Huffington Post Blog by Lynn Isenberg
August 14, 2013
I had just posted my 2nd contribution to Huffington Post about The Great CBS-TWC War with its potential for a National CordLetting Festival. That’s right, cordletting, as in “cut the cord.” I had joined the ranks of the many people who, I recently discovered, had dropped it years ago plus many more who chose to opt out of being held hostage by cutting their subscriptions altogether in the last week.
Then I saw a newspaper article reporting that cable TV’s programming bundle model was here to stay according to one entertainment industry executive. Okay, I get the “lucrativity” (is that a word? Can it be one, now?) of the bundle paradigm. After all, there really wouldn’t be big enough profits if everyone got to pick and choose their networks a la carte.
What really incensed me was the next comment… the delusional one that read, “People will give up food and a roof over their head before they give up TV.” Um, excuse me, but if you don’t have a roof over your head I’m assuming you don’t have currency for food, either, so how on earth does one afford monthly subscription television if there’s no outlet for it? Did I miss something? Do the homeless tents in Fresno come with cable TV and bundled programming? Did Nikola Tesla’s ghost unravel the secret hot spots in the ground for electrical connectivity to cable TV? Do the homeless joyfully watch cable television for sustenance? If so, where? [INSERT: Photo of homeless watching TV under a bridge, in the middle of the woods, at sports bars].

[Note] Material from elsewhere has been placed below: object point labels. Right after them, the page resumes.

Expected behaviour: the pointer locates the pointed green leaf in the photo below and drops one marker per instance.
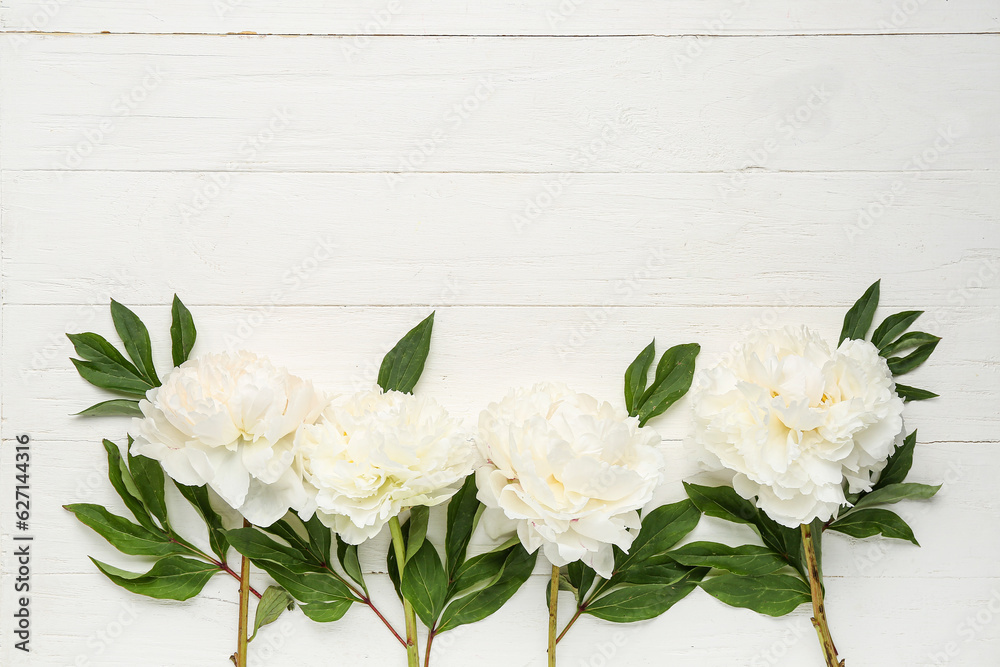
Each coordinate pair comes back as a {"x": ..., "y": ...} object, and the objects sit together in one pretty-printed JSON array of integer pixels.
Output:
[
  {"x": 425, "y": 583},
  {"x": 111, "y": 377},
  {"x": 770, "y": 594},
  {"x": 347, "y": 554},
  {"x": 274, "y": 601},
  {"x": 644, "y": 601},
  {"x": 912, "y": 361},
  {"x": 121, "y": 480},
  {"x": 182, "y": 332},
  {"x": 870, "y": 522},
  {"x": 136, "y": 339},
  {"x": 119, "y": 407},
  {"x": 661, "y": 529},
  {"x": 859, "y": 318},
  {"x": 122, "y": 534},
  {"x": 913, "y": 394},
  {"x": 478, "y": 605},
  {"x": 199, "y": 499},
  {"x": 893, "y": 493},
  {"x": 894, "y": 326},
  {"x": 170, "y": 578},
  {"x": 326, "y": 612},
  {"x": 899, "y": 463},
  {"x": 674, "y": 375},
  {"x": 636, "y": 377},
  {"x": 404, "y": 363},
  {"x": 747, "y": 560},
  {"x": 462, "y": 510}
]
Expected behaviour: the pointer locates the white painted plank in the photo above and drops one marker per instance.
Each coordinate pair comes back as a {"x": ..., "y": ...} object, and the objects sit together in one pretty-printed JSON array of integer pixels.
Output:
[
  {"x": 509, "y": 17},
  {"x": 501, "y": 104},
  {"x": 453, "y": 239},
  {"x": 478, "y": 353}
]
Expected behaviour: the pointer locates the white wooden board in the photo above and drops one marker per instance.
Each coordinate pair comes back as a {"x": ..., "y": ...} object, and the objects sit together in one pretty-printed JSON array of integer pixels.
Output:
[{"x": 614, "y": 171}]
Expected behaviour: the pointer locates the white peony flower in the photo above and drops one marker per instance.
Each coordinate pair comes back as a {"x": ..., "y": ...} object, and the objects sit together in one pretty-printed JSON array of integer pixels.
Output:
[
  {"x": 567, "y": 473},
  {"x": 794, "y": 420},
  {"x": 229, "y": 421},
  {"x": 374, "y": 454}
]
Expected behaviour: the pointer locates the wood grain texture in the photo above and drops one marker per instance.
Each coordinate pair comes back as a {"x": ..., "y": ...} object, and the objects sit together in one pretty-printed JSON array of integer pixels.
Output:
[
  {"x": 613, "y": 171},
  {"x": 509, "y": 17},
  {"x": 134, "y": 102}
]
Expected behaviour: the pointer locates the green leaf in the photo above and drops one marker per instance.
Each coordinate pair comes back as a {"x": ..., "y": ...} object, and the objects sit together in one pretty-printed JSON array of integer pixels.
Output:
[
  {"x": 582, "y": 579},
  {"x": 899, "y": 464},
  {"x": 858, "y": 320},
  {"x": 170, "y": 578},
  {"x": 320, "y": 538},
  {"x": 913, "y": 394},
  {"x": 893, "y": 326},
  {"x": 661, "y": 529},
  {"x": 893, "y": 493},
  {"x": 198, "y": 497},
  {"x": 869, "y": 522},
  {"x": 481, "y": 603},
  {"x": 347, "y": 554},
  {"x": 747, "y": 560},
  {"x": 148, "y": 477},
  {"x": 722, "y": 502},
  {"x": 127, "y": 537},
  {"x": 274, "y": 601},
  {"x": 461, "y": 519},
  {"x": 404, "y": 363},
  {"x": 636, "y": 377},
  {"x": 121, "y": 480},
  {"x": 425, "y": 583},
  {"x": 119, "y": 407},
  {"x": 111, "y": 377},
  {"x": 769, "y": 594},
  {"x": 674, "y": 375},
  {"x": 644, "y": 601},
  {"x": 326, "y": 612},
  {"x": 136, "y": 339},
  {"x": 912, "y": 361},
  {"x": 261, "y": 549},
  {"x": 182, "y": 332},
  {"x": 419, "y": 516}
]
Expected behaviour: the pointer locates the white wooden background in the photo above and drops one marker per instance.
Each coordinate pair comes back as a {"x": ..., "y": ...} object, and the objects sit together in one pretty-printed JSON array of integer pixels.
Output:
[{"x": 561, "y": 181}]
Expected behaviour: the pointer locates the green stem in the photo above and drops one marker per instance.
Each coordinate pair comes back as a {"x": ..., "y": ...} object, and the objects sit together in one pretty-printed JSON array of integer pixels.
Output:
[
  {"x": 553, "y": 615},
  {"x": 819, "y": 610},
  {"x": 242, "y": 641},
  {"x": 412, "y": 650}
]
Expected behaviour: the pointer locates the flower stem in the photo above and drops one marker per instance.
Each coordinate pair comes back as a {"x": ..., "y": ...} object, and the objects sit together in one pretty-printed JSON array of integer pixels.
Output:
[
  {"x": 819, "y": 610},
  {"x": 241, "y": 646},
  {"x": 412, "y": 650},
  {"x": 553, "y": 615}
]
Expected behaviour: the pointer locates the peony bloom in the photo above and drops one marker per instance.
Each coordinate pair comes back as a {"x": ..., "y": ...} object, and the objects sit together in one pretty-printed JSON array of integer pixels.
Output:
[
  {"x": 567, "y": 472},
  {"x": 229, "y": 421},
  {"x": 374, "y": 454},
  {"x": 794, "y": 420}
]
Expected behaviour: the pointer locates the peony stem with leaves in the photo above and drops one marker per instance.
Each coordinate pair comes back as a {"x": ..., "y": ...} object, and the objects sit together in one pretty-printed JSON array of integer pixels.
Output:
[
  {"x": 412, "y": 650},
  {"x": 819, "y": 610},
  {"x": 242, "y": 642},
  {"x": 553, "y": 615}
]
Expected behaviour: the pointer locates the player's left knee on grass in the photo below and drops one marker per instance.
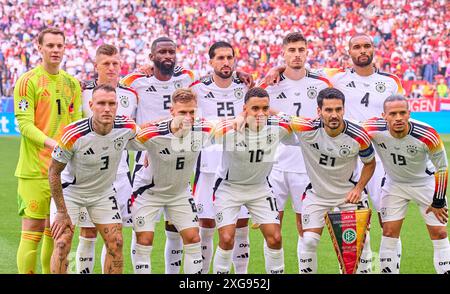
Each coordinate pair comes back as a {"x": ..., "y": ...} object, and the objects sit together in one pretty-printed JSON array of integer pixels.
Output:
[
  {"x": 274, "y": 240},
  {"x": 114, "y": 244},
  {"x": 190, "y": 236}
]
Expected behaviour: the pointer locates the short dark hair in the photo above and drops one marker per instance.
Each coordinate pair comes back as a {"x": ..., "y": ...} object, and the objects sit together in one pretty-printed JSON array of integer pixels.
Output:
[
  {"x": 294, "y": 37},
  {"x": 359, "y": 35},
  {"x": 217, "y": 45},
  {"x": 255, "y": 92},
  {"x": 183, "y": 96},
  {"x": 329, "y": 93},
  {"x": 54, "y": 31},
  {"x": 395, "y": 97},
  {"x": 105, "y": 87},
  {"x": 106, "y": 49},
  {"x": 159, "y": 40}
]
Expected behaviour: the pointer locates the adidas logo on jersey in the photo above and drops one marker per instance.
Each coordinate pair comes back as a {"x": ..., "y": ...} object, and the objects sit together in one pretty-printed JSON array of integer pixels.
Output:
[
  {"x": 382, "y": 145},
  {"x": 89, "y": 152},
  {"x": 281, "y": 96},
  {"x": 209, "y": 95},
  {"x": 151, "y": 89},
  {"x": 164, "y": 151},
  {"x": 117, "y": 216},
  {"x": 351, "y": 84}
]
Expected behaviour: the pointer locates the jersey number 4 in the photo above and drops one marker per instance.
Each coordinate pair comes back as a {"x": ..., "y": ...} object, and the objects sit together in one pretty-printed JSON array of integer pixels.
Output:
[{"x": 365, "y": 100}]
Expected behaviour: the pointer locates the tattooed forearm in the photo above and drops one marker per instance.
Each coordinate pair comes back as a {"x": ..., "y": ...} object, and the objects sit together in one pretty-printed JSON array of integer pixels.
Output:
[{"x": 54, "y": 177}]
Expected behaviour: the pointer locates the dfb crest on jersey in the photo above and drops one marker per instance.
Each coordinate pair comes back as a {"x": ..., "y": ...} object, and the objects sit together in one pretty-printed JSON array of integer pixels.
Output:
[
  {"x": 118, "y": 143},
  {"x": 124, "y": 101},
  {"x": 177, "y": 84},
  {"x": 57, "y": 152},
  {"x": 311, "y": 92},
  {"x": 380, "y": 87},
  {"x": 140, "y": 222},
  {"x": 305, "y": 218},
  {"x": 271, "y": 138},
  {"x": 196, "y": 144},
  {"x": 344, "y": 151},
  {"x": 82, "y": 217},
  {"x": 219, "y": 217},
  {"x": 411, "y": 149},
  {"x": 23, "y": 104},
  {"x": 238, "y": 93}
]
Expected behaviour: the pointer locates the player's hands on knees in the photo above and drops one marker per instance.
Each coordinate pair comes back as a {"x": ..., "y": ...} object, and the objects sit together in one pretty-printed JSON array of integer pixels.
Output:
[
  {"x": 440, "y": 213},
  {"x": 354, "y": 196},
  {"x": 61, "y": 223},
  {"x": 146, "y": 69}
]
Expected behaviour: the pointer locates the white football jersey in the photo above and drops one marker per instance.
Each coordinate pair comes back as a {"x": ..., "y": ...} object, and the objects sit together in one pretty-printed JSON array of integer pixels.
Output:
[
  {"x": 155, "y": 95},
  {"x": 295, "y": 98},
  {"x": 127, "y": 100},
  {"x": 248, "y": 157},
  {"x": 414, "y": 158},
  {"x": 329, "y": 161},
  {"x": 172, "y": 158},
  {"x": 217, "y": 103},
  {"x": 92, "y": 159},
  {"x": 364, "y": 96}
]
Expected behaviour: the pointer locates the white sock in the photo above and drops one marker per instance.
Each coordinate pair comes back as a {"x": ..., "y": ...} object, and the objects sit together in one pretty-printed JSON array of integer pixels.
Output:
[
  {"x": 388, "y": 255},
  {"x": 173, "y": 252},
  {"x": 193, "y": 261},
  {"x": 399, "y": 252},
  {"x": 274, "y": 259},
  {"x": 241, "y": 251},
  {"x": 142, "y": 259},
  {"x": 85, "y": 255},
  {"x": 365, "y": 261},
  {"x": 441, "y": 257},
  {"x": 206, "y": 235},
  {"x": 222, "y": 261},
  {"x": 133, "y": 247},
  {"x": 308, "y": 253},
  {"x": 299, "y": 247}
]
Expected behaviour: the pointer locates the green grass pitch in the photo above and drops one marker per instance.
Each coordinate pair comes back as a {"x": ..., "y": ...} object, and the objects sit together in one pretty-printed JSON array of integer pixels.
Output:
[{"x": 417, "y": 247}]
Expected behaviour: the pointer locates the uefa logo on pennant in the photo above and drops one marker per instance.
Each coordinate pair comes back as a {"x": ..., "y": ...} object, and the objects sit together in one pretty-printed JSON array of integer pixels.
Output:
[{"x": 349, "y": 236}]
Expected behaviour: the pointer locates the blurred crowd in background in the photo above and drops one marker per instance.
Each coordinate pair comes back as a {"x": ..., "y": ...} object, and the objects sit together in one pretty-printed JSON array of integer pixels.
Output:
[{"x": 411, "y": 37}]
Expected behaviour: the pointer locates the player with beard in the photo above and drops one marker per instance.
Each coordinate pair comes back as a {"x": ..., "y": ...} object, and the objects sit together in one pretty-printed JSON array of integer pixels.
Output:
[
  {"x": 154, "y": 104},
  {"x": 220, "y": 95},
  {"x": 365, "y": 88}
]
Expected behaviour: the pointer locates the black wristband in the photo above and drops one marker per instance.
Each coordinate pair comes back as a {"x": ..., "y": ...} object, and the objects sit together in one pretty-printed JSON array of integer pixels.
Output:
[{"x": 439, "y": 203}]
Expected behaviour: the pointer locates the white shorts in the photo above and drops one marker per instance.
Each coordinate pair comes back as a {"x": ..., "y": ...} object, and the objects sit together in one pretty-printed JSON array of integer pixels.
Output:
[
  {"x": 104, "y": 210},
  {"x": 203, "y": 196},
  {"x": 180, "y": 210},
  {"x": 259, "y": 200},
  {"x": 122, "y": 185},
  {"x": 284, "y": 184},
  {"x": 396, "y": 197},
  {"x": 315, "y": 207},
  {"x": 373, "y": 187}
]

Is “Mr. Antoinette” unaware that a lot of people have “cut the cord?” Plenty of young people go elsewhere for content, or, as part of the Maker Movement, they are making their own content, creating their own YouTube Channels and joining organizations like Pivot TV. Perhaps “they” are putting something in the TV shows to turn the nation into addicts so we can’t get “unhooked.”
Oh, gosh, maybe I have it all wrong and it IS television that feeds and nourishes us all. I guess commercials are like appetizers, small bite-size meals without a lot of nutrition, just a little something to hold us over. And some of the meatier programming like 60 Minutes carries sustenance equal to organic lean meat and Wild Alaskan Salmon. I suppose you could put the morning news hours in the tossed salad arena, though CBS This Morning would be comprised of organic ingredients. Talk Shows collectively would be antipasto. You could tune into sports programming for a protein shake while some cooking and travel shows, for the most part, would fit the gourmet bill. A good drama series might make up a balanced meal of vegetables and protein, while horror flicks and most reality TV would account for junk food, and animated cartoons will take care of any whiny kids’ empty bellies in lieu of real cereal, which is processed anyway, so perhaps TV really is the healthier choice.
In paying homage to Stephen Colbert’s commentary regarding the “Regan Re-Naming Bill,” maybe the very word “television” is no longer fitting… the same way rivers and airports get re-named, and Congress spends our money determining how many more waterways will get renamed with Regan’s name. Well, perhaps television itself deserves a new name, like “Tele-raunt” or “Reganvision” or if you consider it the cake of our lives then perhaps we could call it “Antoinette.”
I wonder if a show about cable and network executives in a modern day version of Trading Places is something I’d reconsider keeping cable TV for, after all, it might make a nice dessert. But then again, I’m sure it would show up on Hulu. As far as “lucrativity” goes, if the people at the top of cable companies and networks are so out of touch to make believe that food and shelter fall behind television in the hierarchy of life’s necessities, then I think I’m in my right mind to make up word-derivatives. Furthermore, if food and shelter really do fall behind cable television subscriptions in life’s necessities, then shouldn’t it be our constitutional right to have it… for free?